Overview

Pharmacokinetics and Safety of Gadopiclenol in Japanese Healthy Volunteers

Status:
Completed

Trial end date:
2021-07-27

Target enrollment:
0

Participant gender:
All

Summary

This single center, single ascending dose, double blind, randomized, placebo-controlled phase I trial will include male and female Japanese healthy volunteers. Within a 4-week run-in period before inclusion in the trial, healthy volunteers will be checked for inclusion/non-inclusion criteria and will then be randomized and administered with gadopiclenol or placebo. For each healthy volunteer, there will be a confinement period of one night before the inclusion visit and 2 days post administration at the clinical unit. The healthy volunteers will return to the clinical unit for safety visit 7 days after study product administration. In each dose group, 6 healthy volunteers (3 male and 3 female) will receive gadopiclenol and 3 healthy volunteers (2M/1F or 1M/2F) will receive placebo (physiological saline solution, 0.9% sodium chloride) in one single intravenous administration. Dose escalation from one group to the next group will be sequential and will be allowed only if the clinical and biological safety of all healthy volunteers from the previous tested dose is acceptable. The decision will be made by a Trial Safety Review Board (TSRB), consisting in members of Guerbet team and the principal investigator.

Phase:

Phase 1

Accepts Healthy Volunteers?

Accepts Healthy Volunteers

Details

Lead Sponsor:

Guerbet

Criteria

Inclusion Criteria:

- A Japanese healthy volunteer is defined as being born in Japan and having both parents
and four grandparents (maternal and paternal) who are ethnically Japanese and having
Japanese lifestyle, including diet, as determined by participant's verbal report.

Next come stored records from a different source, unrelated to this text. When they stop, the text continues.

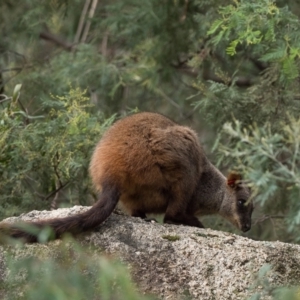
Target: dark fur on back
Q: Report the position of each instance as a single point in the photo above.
(153, 165)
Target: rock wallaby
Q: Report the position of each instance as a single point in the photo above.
(150, 164)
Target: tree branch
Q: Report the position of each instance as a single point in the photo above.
(46, 35)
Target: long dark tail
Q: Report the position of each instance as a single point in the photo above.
(99, 212)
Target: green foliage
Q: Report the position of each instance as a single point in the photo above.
(270, 160)
(74, 272)
(47, 156)
(274, 30)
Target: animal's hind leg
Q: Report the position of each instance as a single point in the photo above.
(176, 212)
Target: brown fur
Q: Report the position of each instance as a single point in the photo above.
(152, 165)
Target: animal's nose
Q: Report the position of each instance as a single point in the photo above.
(246, 227)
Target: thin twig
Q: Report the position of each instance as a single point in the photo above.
(88, 22)
(81, 21)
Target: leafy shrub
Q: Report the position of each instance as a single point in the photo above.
(45, 157)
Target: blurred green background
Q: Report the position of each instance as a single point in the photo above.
(228, 69)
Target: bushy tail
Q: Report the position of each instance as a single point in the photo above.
(99, 212)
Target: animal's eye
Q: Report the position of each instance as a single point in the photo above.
(241, 202)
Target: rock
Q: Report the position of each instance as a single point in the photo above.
(171, 261)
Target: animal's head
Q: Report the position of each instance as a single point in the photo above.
(238, 206)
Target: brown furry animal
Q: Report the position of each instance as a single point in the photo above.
(152, 165)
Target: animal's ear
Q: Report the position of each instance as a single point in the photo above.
(233, 179)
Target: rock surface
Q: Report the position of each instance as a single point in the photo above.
(171, 261)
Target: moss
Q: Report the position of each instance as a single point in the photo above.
(171, 238)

- Good health status as determined by investigator according to past medical history,
clinical examination, including 12 lead ECG, vital signs (blood pressure, pulse rate,
respiratory rate and body temperature) and laboratory tests at screening and
inclusion.

Exclusion Criteria:

- Pregnant or breast-feeding female volunteer.

- Having acute or chronic renal insufficiency, defined as an eGFR (estimated Glomerular
Filtration Rate) <90mL/min/1.73 m2, calculated by using the Japanese
coefficient-modified CKD-EPI formula.

- With known contra-indication(s) to the use or with known sensitivity to one of the
products under investigation or to drugs from a similar pharmaceutical class.

- With known history of severe allergic or anaphylactic reactions to any allergen
including drugs and contrast agents.